The Department of Physics and Astronomy at The University of Southern Mississippi has achieved yet another scientific accomplishment. Researchers in the department are attempting to detect radiation in order to discover how air chemistry is altered due to the presence of radiation.
“These research efforts are in response to the growing concerns over radiological safety and terrorism,” said department chair Chris Winstead. “Our idea is to actually use the air itself as a means of detecting the radiation.”
The Southern Miss Department of Physics and Astronomy is exploring opportunities to cultivate broad capabilities in laser and optical physics to enrich its educational and research activities.
Funded research in the department currently supports the development of optical devices, optical materials and the application of lasers for sensitive spectroscopic measurements. Researchers hope to accomplish detection innovations that will provide more effective alternatives.

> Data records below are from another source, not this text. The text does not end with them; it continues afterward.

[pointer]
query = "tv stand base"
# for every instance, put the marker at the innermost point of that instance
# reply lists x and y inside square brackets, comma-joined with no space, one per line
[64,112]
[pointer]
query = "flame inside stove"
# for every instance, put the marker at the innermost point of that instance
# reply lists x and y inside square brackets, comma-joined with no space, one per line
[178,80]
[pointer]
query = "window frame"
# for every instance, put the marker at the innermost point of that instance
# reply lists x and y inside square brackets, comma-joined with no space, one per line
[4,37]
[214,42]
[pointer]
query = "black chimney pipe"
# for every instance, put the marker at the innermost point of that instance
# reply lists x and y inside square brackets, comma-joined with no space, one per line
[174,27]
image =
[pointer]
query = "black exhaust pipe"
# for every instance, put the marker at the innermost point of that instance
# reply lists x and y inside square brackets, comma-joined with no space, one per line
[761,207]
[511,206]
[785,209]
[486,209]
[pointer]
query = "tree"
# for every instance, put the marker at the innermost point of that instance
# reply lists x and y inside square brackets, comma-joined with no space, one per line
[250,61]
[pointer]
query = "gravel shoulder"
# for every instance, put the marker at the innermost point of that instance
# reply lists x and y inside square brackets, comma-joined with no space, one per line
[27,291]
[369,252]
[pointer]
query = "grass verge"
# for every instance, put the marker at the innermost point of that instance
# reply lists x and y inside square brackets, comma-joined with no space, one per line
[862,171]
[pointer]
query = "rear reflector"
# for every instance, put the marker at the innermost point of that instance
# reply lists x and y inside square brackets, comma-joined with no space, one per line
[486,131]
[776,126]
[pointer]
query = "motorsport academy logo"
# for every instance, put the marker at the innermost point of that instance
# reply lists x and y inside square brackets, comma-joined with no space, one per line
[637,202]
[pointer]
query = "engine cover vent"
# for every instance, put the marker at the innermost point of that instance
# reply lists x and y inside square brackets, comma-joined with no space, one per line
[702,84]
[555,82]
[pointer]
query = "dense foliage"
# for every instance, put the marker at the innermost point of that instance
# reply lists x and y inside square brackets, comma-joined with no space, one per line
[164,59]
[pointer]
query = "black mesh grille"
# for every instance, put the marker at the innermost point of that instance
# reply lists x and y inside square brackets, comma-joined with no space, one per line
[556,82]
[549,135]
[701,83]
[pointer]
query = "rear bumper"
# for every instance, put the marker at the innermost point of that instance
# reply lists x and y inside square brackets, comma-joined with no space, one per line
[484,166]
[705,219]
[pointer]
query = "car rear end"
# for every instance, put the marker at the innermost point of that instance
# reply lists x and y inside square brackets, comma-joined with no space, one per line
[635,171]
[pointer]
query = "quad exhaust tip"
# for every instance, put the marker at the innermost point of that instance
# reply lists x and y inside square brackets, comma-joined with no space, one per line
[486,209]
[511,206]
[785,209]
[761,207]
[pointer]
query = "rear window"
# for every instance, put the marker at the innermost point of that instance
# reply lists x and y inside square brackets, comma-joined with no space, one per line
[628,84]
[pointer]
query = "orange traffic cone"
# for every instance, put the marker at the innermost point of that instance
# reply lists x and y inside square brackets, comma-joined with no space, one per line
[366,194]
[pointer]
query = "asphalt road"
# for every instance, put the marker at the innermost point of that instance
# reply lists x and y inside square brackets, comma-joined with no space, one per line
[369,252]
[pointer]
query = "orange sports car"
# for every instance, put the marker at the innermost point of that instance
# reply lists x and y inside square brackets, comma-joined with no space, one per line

Now, however, to measure contamination threats, first responders must wear protective gear as shields against radiation. In the future, researchers hope to refine this detection method by using lasers to detect atmospheric changes from a distance. Winstead said he believes researchers are growing closer every day.
“We hope to have this technology in place so that if there were some sort of incident, we could protect the first responders who go in and have to assess the situation and protect the public from contamination,” Winstead said.
If Winstead and his research team can find accurate targets, they can take existing technology such as LIDAR (a technology used to measure distances) and measure radiation from much farther away than what is currently possible.
“By the end of this leg of research, we’ll be able to show quantitative measurements over a number of chemical products from the radiation source in our vacuum chamber here,” said Tyler Reese, a graduate researcher.